Talking Peace: This week in global diplomatic negotiations

GlobalPost

The rage that has taken over the Ukrainian capital of Kiev in the last week of protests and police suppressions is showing no signs of subsiding, despite the president’s reported efforts to come together for peace talks and a visit from a European Union official. The opposition has made clear that it will not negotiate until the president has met its conditions.

Conflicts in the Central African Republic and Syria continue to burn as well, as the French president arrived in the CAR to try to contain the bloodshed while the United States has frozen “nonlethal aid” to Free Syrian Army fighters.

Here’s a closer look:

UKRAINE

Demonstrators have rejected Ukrainian President Viktor Yanukovych’s call for round-table negotiations to end the chaos on the streets of Ukraine’s capital of Kiev.

"For the sake of achieving compromise I am calling on the opposition not to reject [talks], not to follow the path of confrontation and ultimatums," Yanukovych said in a statement on Wednesday.

But the opposition continued to emphasize that it would rule out any negotiations until the government body was dismissed, and riot police punished for “crushing” a Nov. 30 protest. The protestors, who are “demanding the resignation of the government over rejection of a European integration deal and police brutality” have “vowed to do everything to topple the president.”

The European Union’s High Representative for Foreign Affairs and Security Policy, Catherine Ashton, visited Kiev on Tuesday and Wednesday to meet with the president, but was unable to broker a negotiation by Wednesday night.

The country’s main opposition party, Batkivshchyna—meaning Fatherland—is the party of imprisoned former prime minister Yulia Tymoshenko, who on Wednesday warned protestors not to hold negotiations of any sort with Yanukovych.

"I am calling on all Ukrainians: rise up!" Tymoshenko said in a statement. "No talks with the gang."

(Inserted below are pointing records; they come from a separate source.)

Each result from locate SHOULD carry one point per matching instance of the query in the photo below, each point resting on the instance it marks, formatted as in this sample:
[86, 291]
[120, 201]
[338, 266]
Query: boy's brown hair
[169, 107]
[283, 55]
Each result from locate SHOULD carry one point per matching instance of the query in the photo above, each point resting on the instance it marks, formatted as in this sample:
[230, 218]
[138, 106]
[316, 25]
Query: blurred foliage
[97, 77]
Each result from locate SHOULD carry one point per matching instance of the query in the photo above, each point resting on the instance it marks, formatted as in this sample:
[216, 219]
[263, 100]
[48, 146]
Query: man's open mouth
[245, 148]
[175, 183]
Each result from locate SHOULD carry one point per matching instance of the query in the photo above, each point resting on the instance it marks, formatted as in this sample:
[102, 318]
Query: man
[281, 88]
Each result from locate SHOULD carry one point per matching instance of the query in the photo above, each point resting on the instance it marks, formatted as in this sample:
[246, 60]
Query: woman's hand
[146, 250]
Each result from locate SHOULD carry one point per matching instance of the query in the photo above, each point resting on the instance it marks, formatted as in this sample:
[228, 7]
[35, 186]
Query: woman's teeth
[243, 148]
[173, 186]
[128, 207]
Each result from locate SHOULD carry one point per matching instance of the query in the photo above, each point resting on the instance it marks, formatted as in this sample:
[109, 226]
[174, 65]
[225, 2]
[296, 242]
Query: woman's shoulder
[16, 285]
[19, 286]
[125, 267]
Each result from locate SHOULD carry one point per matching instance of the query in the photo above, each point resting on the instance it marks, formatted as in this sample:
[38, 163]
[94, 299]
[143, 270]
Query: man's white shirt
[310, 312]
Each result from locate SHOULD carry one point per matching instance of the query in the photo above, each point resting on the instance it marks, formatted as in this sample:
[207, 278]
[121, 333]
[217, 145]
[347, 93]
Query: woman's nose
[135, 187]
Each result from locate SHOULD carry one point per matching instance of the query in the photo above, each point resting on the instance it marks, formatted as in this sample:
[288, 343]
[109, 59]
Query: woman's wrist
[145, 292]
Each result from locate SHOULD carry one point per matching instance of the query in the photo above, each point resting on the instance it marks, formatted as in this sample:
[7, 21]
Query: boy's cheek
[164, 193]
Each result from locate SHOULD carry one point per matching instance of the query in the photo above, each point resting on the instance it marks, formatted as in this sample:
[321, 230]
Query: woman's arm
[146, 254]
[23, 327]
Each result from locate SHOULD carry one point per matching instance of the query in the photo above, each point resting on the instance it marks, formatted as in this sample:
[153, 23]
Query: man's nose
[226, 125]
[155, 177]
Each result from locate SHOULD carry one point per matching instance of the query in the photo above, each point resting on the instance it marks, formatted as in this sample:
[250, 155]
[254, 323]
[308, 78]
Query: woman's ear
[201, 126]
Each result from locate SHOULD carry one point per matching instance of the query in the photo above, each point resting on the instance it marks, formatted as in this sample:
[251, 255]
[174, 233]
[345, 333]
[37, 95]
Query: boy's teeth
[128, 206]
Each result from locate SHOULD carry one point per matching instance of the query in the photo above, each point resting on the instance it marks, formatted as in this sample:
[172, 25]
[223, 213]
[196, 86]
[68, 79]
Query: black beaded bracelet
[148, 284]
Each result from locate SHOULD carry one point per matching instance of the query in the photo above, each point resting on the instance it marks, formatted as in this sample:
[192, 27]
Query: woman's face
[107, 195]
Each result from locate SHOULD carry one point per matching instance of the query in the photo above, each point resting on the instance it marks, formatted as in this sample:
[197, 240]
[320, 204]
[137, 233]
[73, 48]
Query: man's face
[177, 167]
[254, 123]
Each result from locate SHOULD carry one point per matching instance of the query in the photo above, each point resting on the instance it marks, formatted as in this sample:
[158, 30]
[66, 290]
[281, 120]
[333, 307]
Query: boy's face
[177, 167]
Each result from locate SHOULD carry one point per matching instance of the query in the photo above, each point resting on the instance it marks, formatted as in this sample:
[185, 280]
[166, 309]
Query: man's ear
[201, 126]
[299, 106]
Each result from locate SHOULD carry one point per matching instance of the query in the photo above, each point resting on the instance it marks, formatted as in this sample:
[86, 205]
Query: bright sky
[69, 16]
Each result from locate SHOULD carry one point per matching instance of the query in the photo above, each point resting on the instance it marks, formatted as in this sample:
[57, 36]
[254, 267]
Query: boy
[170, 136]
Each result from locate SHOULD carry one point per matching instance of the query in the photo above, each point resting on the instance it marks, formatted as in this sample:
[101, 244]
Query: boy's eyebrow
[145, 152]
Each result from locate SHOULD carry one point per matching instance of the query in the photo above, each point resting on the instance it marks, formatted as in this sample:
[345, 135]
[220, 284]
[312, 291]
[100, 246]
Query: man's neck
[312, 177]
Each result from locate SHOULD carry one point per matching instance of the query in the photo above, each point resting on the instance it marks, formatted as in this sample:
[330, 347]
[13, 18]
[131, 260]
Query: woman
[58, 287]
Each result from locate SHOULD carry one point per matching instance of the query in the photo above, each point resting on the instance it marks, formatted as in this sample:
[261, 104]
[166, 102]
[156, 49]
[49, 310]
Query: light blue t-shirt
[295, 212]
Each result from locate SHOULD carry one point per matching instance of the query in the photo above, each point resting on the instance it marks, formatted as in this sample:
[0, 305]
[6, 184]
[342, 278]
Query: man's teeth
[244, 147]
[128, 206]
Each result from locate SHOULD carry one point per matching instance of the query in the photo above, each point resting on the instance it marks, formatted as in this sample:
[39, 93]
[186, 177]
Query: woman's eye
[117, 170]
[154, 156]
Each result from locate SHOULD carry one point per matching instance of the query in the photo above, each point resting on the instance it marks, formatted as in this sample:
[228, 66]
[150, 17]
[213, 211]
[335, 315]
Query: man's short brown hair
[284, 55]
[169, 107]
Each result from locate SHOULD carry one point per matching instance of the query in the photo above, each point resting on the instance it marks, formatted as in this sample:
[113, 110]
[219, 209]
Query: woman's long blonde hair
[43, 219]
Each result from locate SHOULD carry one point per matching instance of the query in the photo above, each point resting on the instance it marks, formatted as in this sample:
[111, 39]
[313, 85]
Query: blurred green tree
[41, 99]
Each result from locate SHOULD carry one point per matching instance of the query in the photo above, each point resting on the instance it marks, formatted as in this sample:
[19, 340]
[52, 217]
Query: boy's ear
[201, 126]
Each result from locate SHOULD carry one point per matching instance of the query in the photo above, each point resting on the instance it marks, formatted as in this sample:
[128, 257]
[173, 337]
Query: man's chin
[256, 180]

Protestors have controlled the city streets since last weekend, when they set up camp, and are showing no signs of dispersing on there own, or by force.

"With what happened last night, Yanukovych closed off the path to any kind of compromise," opposition leader Vitaly Klitschko told a news conference, according to Al Jazeera.

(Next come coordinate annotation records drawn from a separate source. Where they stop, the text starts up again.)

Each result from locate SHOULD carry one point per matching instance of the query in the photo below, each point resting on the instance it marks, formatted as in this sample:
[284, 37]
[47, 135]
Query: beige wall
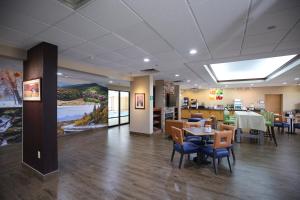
[291, 96]
[141, 120]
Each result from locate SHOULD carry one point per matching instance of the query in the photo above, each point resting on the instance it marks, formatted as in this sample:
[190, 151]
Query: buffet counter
[207, 112]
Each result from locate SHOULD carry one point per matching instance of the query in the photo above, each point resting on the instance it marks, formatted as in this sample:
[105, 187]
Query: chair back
[208, 122]
[225, 127]
[297, 118]
[192, 124]
[222, 139]
[196, 115]
[269, 117]
[177, 135]
[214, 121]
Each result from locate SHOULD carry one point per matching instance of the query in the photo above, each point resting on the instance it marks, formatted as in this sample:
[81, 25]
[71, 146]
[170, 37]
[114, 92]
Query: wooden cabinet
[219, 114]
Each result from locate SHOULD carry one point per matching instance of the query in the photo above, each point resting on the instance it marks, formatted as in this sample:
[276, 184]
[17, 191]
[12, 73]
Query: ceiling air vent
[74, 4]
[150, 71]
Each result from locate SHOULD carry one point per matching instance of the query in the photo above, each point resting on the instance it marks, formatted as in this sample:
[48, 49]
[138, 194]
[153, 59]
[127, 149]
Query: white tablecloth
[250, 120]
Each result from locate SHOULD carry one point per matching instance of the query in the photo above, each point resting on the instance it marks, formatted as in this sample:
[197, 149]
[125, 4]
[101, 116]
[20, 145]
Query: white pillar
[141, 120]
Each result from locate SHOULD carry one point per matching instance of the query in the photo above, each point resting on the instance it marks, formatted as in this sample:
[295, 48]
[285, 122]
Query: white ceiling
[119, 34]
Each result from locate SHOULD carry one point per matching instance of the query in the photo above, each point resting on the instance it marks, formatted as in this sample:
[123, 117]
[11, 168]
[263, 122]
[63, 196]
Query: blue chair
[220, 148]
[180, 146]
[195, 117]
[296, 123]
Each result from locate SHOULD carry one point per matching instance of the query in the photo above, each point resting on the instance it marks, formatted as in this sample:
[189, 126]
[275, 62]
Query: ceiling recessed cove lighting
[146, 60]
[193, 51]
[250, 70]
[74, 4]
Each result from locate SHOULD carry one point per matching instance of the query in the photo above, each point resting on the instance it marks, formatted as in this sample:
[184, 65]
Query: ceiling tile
[225, 27]
[111, 42]
[138, 33]
[60, 38]
[20, 22]
[111, 57]
[259, 22]
[111, 14]
[132, 52]
[12, 36]
[81, 27]
[171, 19]
[75, 54]
[90, 48]
[264, 38]
[47, 11]
[155, 46]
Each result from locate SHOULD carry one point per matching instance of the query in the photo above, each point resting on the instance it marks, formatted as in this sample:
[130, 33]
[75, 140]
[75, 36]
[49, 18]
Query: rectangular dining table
[251, 121]
[199, 131]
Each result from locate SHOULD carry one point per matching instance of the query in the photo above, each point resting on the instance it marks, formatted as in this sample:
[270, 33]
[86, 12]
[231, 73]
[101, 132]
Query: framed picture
[139, 100]
[32, 90]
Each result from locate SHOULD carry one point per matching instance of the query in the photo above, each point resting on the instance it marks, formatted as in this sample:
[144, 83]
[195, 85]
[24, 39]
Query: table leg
[261, 137]
[238, 135]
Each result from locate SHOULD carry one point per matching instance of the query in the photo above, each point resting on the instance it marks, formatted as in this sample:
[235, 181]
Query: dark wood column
[39, 117]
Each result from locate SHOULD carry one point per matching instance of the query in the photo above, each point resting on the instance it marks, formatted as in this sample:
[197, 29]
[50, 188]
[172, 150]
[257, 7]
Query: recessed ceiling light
[146, 60]
[271, 27]
[193, 51]
[74, 4]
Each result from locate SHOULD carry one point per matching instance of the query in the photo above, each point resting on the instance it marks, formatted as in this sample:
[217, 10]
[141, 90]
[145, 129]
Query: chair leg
[181, 157]
[273, 135]
[229, 164]
[214, 163]
[172, 157]
[233, 154]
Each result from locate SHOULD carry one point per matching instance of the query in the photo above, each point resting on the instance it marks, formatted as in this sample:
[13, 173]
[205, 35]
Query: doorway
[118, 107]
[273, 103]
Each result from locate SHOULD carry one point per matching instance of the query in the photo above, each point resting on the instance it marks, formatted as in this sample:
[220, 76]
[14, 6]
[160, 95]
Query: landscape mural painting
[10, 104]
[81, 107]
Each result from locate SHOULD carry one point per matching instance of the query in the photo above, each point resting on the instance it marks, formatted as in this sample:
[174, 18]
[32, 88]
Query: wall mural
[81, 107]
[10, 106]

Klitschko said demonstrators had previously "planned to have talks with Yanukovych,” however, they “understand that Yanukovych has no wish to talk to the people and only understands physical force, which he uses against the protesters."

CENTRAL AFRICAN REPUBLIC

French President François Hollande arrived in the Central African Republic's capital city of Bangui on Tuesday, following the first casualties for the French military in its intervention, which began last Thursday.

Two French paratroopers were killed on Monday, in a UN-backed mission to contain the violence raging in Bangui, where over 500 people have been killed over the past week.

Fighting between Seleka, a faction of predominantly Muslim fighters, and groups of Christian “vigilantes” has ravaged the capital, forcing civilians to seek refuge in the bush and on the city’s airport runways.

French forces have been going door to door since Monday, disarming gunmen across the city. In the meantime, the French government is pushing hard to “make its case” for cabinet members, reminding Parliament that the French mission is limited to a short, six-month intervention to stabilize the country.

SYRIA

The United States has suspended aid to northern Syria, after a new convergence of Islamist rebel groups overtook a warehouse where US aid had been delivered. The warehouse was previously occupied by a Western-backed group.

The stalled program supplied Free Syrian Army fighters with trucks, food and medical kits—the last delivery of which was received on Nov. 26, according to the Wall Street Journal.

The newly allied Islamist rebel group took over the warehouses and offices of the Supreme Military Council—a “rebel umbrella body” that coordinates aid deliveries—on Saturday in a town near Syria’s border with Turkey.

“Danger is necessary if we are to avoid absolute carnage,” Hollande said in the Republic.

Following the six-month intervention, according to French officials, a United Nations resolution demands that the mission be “handed over to a full-fledged UN force.”